Nasıl bir yöntem kullandınız? Yani ilk olarak nereden başlandı; şimdi gelinen aşama ne durumda?
Roboski Müzesi fikrini geliştirirken Roboskili ailelerin düşüncelerini alarak ilerlemeye çalışıyoruz. Olanaklarımız el verdiğince her aşamada ailelerle sürece destek veren uzmanları, gönüllüleri buluşturmaya çalışıyoruz. Bu buluşmalarda alınan kararlara göre ilerliyoruz.
Tepkiler nasıl?
Pek çoğunu bildiğimiz basmakalıp ön yargıların ve kalıpların dışına çıkarak Roboski katliamı üzerine gerçekten düşünen hiçbir insanın bu katliama karşı duyarsız kalamayacağını düşünüyorum. Ulaşmayı başardığımız insanlarda da bunu görüyoruz.
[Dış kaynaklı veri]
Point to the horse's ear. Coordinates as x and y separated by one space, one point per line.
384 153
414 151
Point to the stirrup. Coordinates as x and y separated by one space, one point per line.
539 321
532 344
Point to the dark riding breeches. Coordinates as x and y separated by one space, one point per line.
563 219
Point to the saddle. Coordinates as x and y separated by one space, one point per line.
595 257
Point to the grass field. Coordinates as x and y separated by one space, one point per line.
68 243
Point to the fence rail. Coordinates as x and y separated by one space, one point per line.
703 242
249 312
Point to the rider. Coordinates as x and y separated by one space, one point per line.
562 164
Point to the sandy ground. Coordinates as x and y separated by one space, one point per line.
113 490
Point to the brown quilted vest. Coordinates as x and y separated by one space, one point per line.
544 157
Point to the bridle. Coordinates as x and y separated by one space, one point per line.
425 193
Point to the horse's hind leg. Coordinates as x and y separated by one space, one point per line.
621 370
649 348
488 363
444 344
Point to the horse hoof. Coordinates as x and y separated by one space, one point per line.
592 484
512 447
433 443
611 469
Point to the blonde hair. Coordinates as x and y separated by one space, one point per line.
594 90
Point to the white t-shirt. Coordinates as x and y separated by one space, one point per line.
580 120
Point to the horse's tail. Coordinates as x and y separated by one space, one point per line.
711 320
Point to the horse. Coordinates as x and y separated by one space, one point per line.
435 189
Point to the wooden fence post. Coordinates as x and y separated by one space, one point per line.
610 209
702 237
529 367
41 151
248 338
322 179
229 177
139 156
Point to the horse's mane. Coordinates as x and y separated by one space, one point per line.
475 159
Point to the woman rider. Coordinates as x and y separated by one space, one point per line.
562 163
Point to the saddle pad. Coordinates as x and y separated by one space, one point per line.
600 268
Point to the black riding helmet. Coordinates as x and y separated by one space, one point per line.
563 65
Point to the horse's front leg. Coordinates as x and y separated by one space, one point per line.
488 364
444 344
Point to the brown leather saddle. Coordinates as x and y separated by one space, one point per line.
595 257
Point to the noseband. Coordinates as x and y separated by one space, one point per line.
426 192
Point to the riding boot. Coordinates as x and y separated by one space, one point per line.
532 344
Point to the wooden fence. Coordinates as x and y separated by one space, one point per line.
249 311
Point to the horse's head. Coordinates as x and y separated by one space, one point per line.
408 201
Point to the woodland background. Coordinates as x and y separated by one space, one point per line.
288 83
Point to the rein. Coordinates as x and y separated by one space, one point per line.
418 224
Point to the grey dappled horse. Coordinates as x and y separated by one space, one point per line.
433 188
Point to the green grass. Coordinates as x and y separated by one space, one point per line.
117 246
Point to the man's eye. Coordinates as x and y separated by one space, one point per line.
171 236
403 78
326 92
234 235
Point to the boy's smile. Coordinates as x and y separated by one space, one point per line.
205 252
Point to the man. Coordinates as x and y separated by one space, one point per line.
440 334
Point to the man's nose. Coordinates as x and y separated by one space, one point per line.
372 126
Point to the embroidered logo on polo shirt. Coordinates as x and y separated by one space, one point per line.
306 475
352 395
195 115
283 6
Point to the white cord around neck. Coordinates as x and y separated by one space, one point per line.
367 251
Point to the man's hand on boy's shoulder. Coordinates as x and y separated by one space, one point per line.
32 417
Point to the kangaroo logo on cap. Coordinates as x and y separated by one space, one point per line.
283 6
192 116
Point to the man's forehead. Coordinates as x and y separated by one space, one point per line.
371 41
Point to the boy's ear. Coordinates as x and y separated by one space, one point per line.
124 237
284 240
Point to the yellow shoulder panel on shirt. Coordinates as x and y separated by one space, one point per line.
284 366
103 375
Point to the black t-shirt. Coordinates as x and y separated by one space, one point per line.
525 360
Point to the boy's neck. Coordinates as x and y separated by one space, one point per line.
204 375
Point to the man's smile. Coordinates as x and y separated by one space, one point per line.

Özellikle gençlerin müze çalışmalarına ilgisi çok yüksek. Mimari proje yarışması sürecinde mimarlık öğrencilerinden çok sayıda katılım talebi alıyoruz. Ulaştığımız pek çok insan “Ben de bir şey yapmak istiyorum” diye koşulsuz desteklerini sunuyorlar. Üniversitelerde düzenlenen söyleşiler ve etkinlikler yoğun ilgi ile takip ediliyor. Sergi için destek çağrısı yaptığımızda yurdun dört bir yanından hatta yurt dışından onlarca sanatçı desteklerini açıkladılar.
'İHTİŞAMINI DEĞİL TOPLUMSAL ANLAMI ÖNEMLİ'
Müze şu ana kadar ne gibi faaliyetlerde bulundu? Bundan sonra ne yapmayı amaçlıyor?
Katliamın birinci yıldönümünde filizlenen Roboski Müzesi fikri üçüncü yıldönümü yaklaşırken, 28 Aralık 2013 öncesinde üçayaklı bir kampanya çalışması olarak kamuoyuna ilan edildi. Kampanyanın asıl ve tek amacı Roboski Müzesi’ni inşa etmek. Ancak bunu yaparken kamuoyunu Roboski katliamı üzerine düşündürmek de istiyoruz. Müzenin, projesinin elde edilmesinden finansmanının karşılanmasına, inşaatından, sergilerine kadar her aşaması özel olsun, kolektif bir ruhla ve dayanışma ile elde edilsin istiyoruz. Bu yapının önemi büyüklüğünde, ihtişamında değil insani ve toplumsal anlamında ve bu anlama uygun olarak da elde edilme sürecindeki katılımcı ruhta yatıyor.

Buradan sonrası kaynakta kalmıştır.